MOG: Each approach is different. You have to approach it very calmly and very relaxed. Then you can make that animal feel comfortable with you, and then you can do anything.
texasmonthly.com: Have you ever been close to getting hurt?
MOG: No. Knock on wood. I’ve had the experience of many years of watching my dad.
texasmonthly.com: Are you ever afraid during the different situations you encounter during rehearsals or performances?
MOG: I can’t say that. Nervousness is there. There is always a chance, and you are always aware of the situation. You never take for granted what you do and what you are working with. You have to respect these animals one hundred percent.
texasmonthly.com: Your sons are a little young, but does it look like they might possibly follow in your footsteps? Your older son . . .
MOG: He’s three right now, but one never knows. You have to support them in whatever they decide because whatever they want to do, they have to want to do it so that they are successful at it. It is not because I’m doing it or Dad is doing it. Really you have to support them in whatever they decide to do in their future.

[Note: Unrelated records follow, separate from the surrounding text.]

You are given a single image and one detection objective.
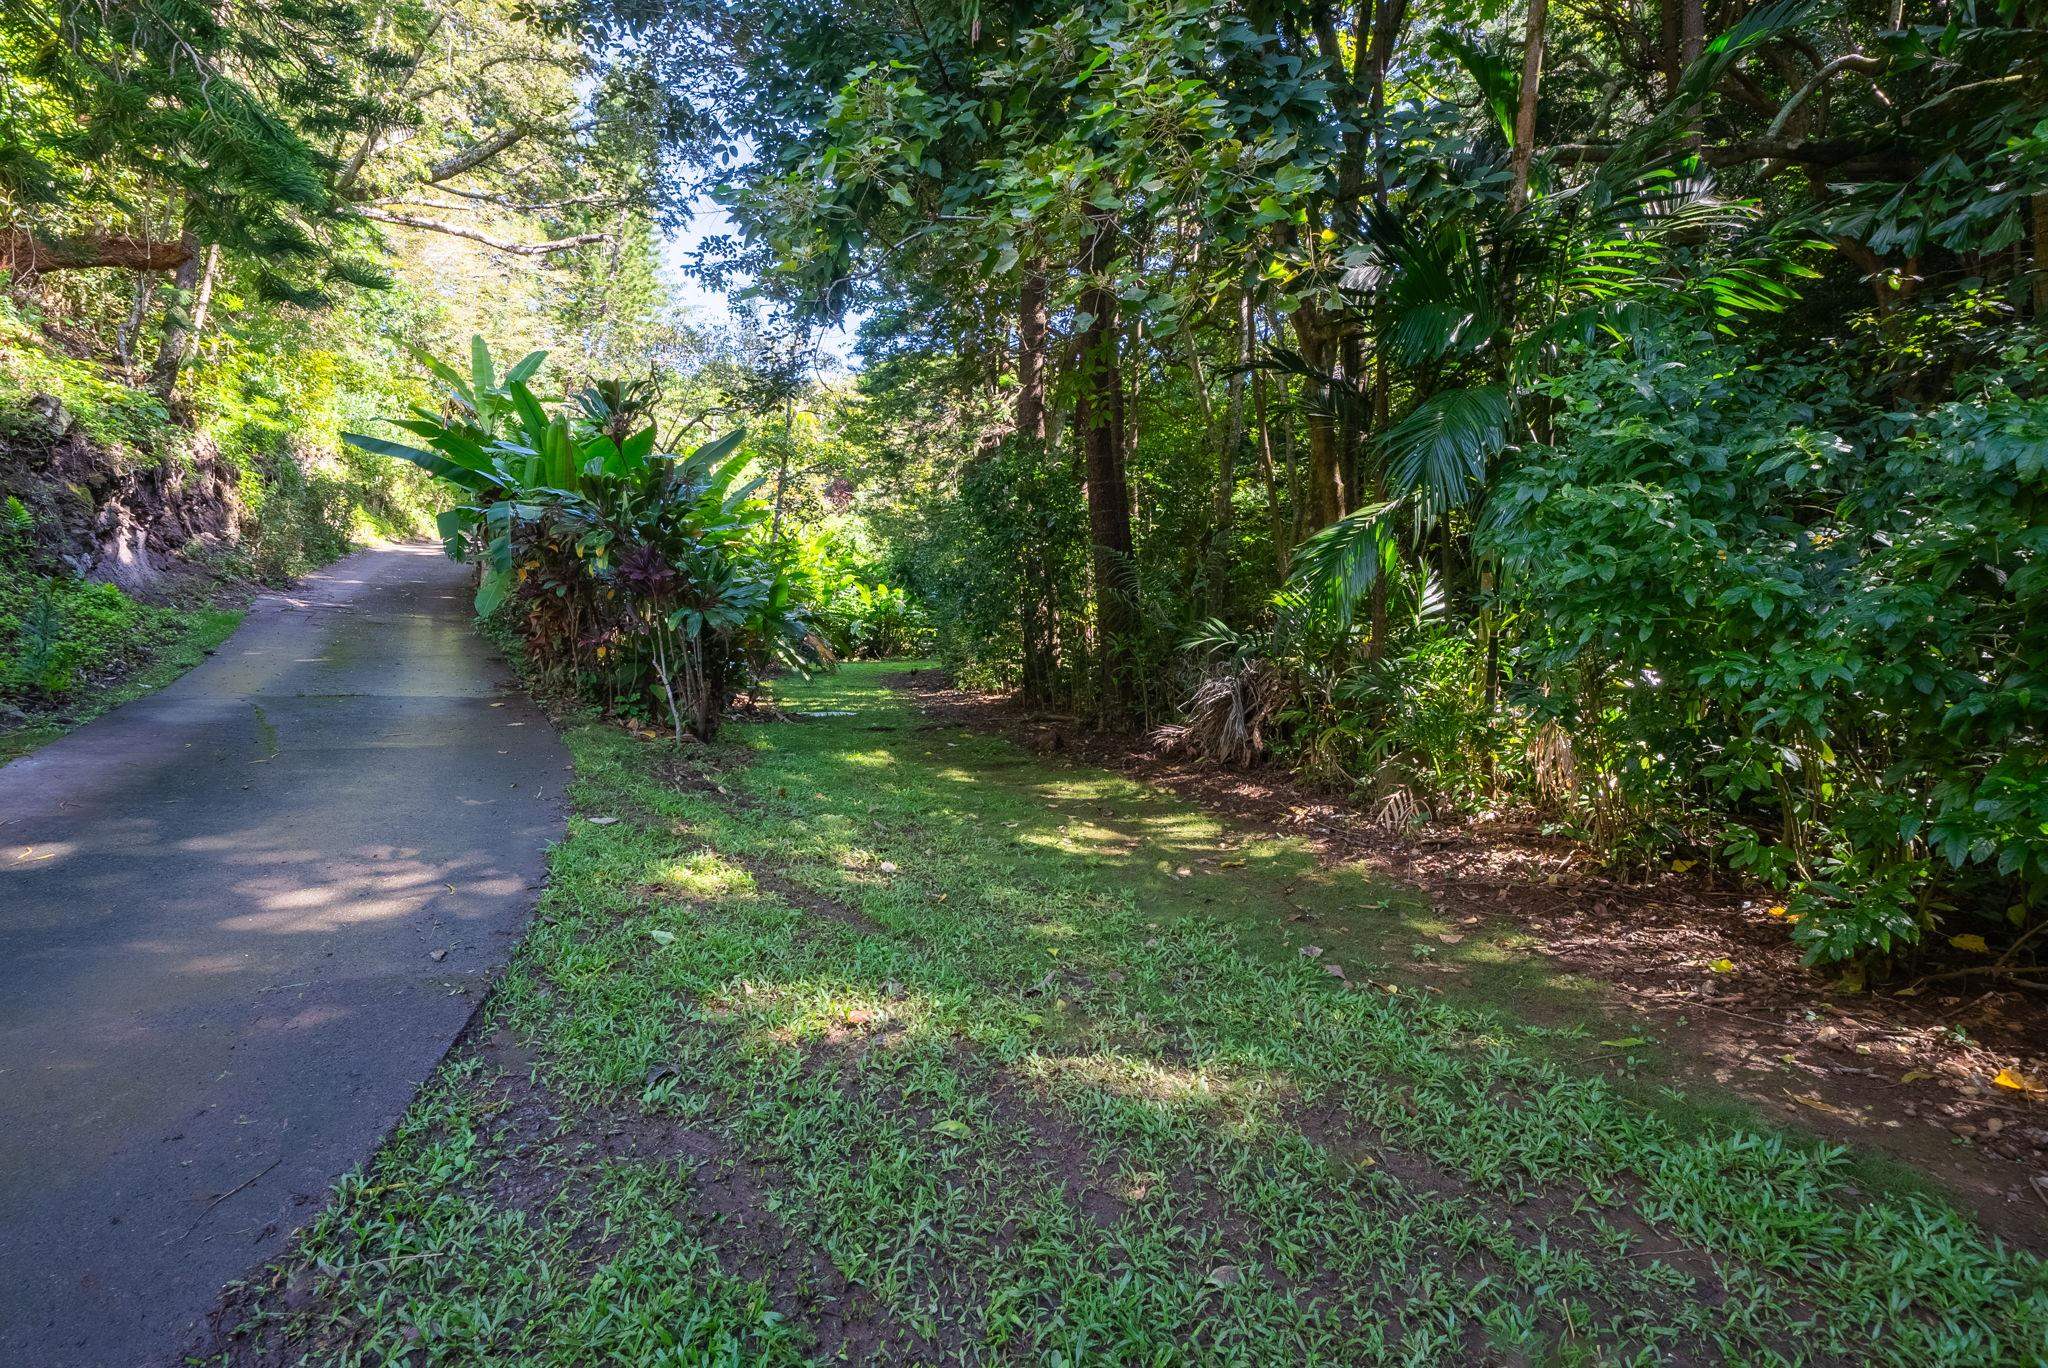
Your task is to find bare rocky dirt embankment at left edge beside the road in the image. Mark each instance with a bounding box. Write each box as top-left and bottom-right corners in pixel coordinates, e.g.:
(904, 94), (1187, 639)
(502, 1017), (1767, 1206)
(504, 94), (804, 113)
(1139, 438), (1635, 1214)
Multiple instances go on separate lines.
(0, 395), (242, 596)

texasmonthly.com: He’s hanging around the elephants a little bit like the way you started.
MOG: Yeah. He adores the elephants, but he likes the tigers too.
texasmonthly.com: Do you let him get close to the tigers?
MOG: Just with me holding him.
texasmonthly.com: Is he not afraid of them?
MOG: Ah, no. Absolutely not. I don’t think he knows what that is because Dad does it, so it should be all right.
texasmonthly.com: How do you think the circus has changed since you have been in the ring?
MOG: That’s the unique thing about the show—every year we put a new show together, and of course, we have some performers whose acts are the same like myself, but in general, the whole show is totally different from the tour that you saw last year. The technology, the lighting, the sound, and the atmosphere enhance what we as performers do and make it look that much better. We always try to do something different and bring something new to the show. That’s the challenge.
texasmonthly.com: Do you think the audience has changed as far as their expectations because of what they are able to experience at the movies?
MOG: No matter what you see in the movie theater, when you come to see our show, it’s live. When you are watching the performers do what they do and fly through the air and attempt these feats that they do, they make it look very easy, but these are very dangerous things, and the people who are watching, like yourself, have to sit there and wonder, “What would happen if this or this?”
texasmonthly.com: When you were little, did you ever want to be anything besides an animal trainer?
MOG: No. If I did, I wouldn’t be sitting here talking to you.
texasmonthly.com: Well, I didn’t know if you wanted to be a clown at first?
MOG: It might have been easier.
texasmonthly.com: What attracted you to being an animal trainer?
MOG: Having fun and working with my dad. Doing the things that we did together was not just work, but fun. And that’s why I’m doing what I do now, because I enjoy it. Working together with my father was always a lot of fun.
texasmonthly.com: What were some of the earliest things that he showed you that have stayed with you?
MOG: I can’t say any specific things. Over the many years, I think I have picked up quite a bit. Definitely patience—don’t rush anything and always take your time. Good things will come if you take your time. I am not the most patient person. I can’t stand sitting in traffic.
texasmonthly.com: You’ve developed patience with animals. It’s another thing if it is people in cars.
The Ringling Brothers and Barnum & Bailey’s Greatest Show on Earth will be in San Antonio July 3—7, College Station July 9 & 10, Houston July 12—21, and Dallas July 24—August 4.